Quel dommage que, dans Le Figaro Magazine, on ne laisse pas dialoguer Régis Debray et Sylvain Tesson sans intermédiaire ! Seuls des extraits de leurs propos nous sont rapportés, assortis d’une analyse dont on se passerait.
Malgré cette réserve, c’est tout de même un infini bonheur de l’intelligence et du langage que cette confrontation, fût-elle seulement apparente, entre deux esprits. Elle est pleinement justifiée et nous change de cette habitude déplorable de certains médias qui, pour remplir leurs pages, organisent des rencontres, contre tout bon sens, entre des personnalités qui n’ont rien à voir l’une avec l’autre et qui, surtout, n’apportent rigoureusement rien aux lecteurs, ni séparément ni ensemble.

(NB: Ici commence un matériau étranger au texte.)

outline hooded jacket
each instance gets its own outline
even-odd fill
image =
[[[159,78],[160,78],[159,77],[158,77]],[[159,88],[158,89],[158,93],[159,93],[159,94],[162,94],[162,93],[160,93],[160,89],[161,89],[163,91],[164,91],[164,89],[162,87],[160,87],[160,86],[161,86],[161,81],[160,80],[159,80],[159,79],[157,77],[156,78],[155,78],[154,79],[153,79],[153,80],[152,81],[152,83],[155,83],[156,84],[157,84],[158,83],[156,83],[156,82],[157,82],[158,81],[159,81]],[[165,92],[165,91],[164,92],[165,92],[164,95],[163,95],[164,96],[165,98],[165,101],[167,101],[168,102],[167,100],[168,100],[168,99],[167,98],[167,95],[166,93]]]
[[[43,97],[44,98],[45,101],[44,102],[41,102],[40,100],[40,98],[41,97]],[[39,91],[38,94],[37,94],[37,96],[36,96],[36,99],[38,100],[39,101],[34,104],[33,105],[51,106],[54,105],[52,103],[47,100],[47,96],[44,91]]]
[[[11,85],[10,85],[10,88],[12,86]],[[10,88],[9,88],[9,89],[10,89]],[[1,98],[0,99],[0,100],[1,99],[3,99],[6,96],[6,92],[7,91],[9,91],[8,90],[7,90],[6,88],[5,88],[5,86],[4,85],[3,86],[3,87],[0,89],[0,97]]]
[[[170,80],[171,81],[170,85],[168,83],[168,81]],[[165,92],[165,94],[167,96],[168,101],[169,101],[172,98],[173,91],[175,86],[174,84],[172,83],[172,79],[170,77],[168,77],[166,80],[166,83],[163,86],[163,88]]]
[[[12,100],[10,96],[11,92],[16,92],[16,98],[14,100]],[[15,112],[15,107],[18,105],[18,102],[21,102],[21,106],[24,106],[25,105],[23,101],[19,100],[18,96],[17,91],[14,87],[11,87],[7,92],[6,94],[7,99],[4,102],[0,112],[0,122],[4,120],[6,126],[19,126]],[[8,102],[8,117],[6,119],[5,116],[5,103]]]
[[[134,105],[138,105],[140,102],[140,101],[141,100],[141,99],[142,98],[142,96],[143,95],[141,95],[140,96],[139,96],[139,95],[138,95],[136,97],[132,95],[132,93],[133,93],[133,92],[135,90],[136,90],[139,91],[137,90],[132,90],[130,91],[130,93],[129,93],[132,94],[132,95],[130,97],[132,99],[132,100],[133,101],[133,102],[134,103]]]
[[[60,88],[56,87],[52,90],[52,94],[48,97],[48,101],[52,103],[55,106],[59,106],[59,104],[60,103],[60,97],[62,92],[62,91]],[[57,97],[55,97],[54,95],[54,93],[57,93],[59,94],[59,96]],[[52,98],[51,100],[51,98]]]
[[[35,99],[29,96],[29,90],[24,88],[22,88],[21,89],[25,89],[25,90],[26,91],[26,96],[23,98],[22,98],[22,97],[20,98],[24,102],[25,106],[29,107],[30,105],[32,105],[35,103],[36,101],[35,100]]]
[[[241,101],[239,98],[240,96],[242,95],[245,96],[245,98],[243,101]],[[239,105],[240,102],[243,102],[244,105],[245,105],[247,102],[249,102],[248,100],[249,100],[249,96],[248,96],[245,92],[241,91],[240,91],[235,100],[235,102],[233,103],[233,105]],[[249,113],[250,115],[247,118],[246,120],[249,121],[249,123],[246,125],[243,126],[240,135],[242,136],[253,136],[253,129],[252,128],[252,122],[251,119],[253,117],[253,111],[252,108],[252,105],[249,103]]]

Tout le contraire de Régis Debray et de Sylvain Tesson ! Si je demeure un peu sur ma faim à cause de la méthode utilisée, cela tient à la logique et aux contrastes, confortables et faciles, qu’elle permet.
En effet, comme il est aisé d’opposer la passion de l’Histoire chez Régis Debray à celle de la géographie chez Sylvain Teson ; le culte d’une révolution internationale, jadis, chez l’un, et, chez l’autre, l’attirance pour les seules révolutions intimes ; l’exigence de solidarité chère à la gauche et le goût de la solitude, qui n’est pas étranger à une certaine droite dans laquelle je serais fier de me tenir si Tesson s’y trouve aussi !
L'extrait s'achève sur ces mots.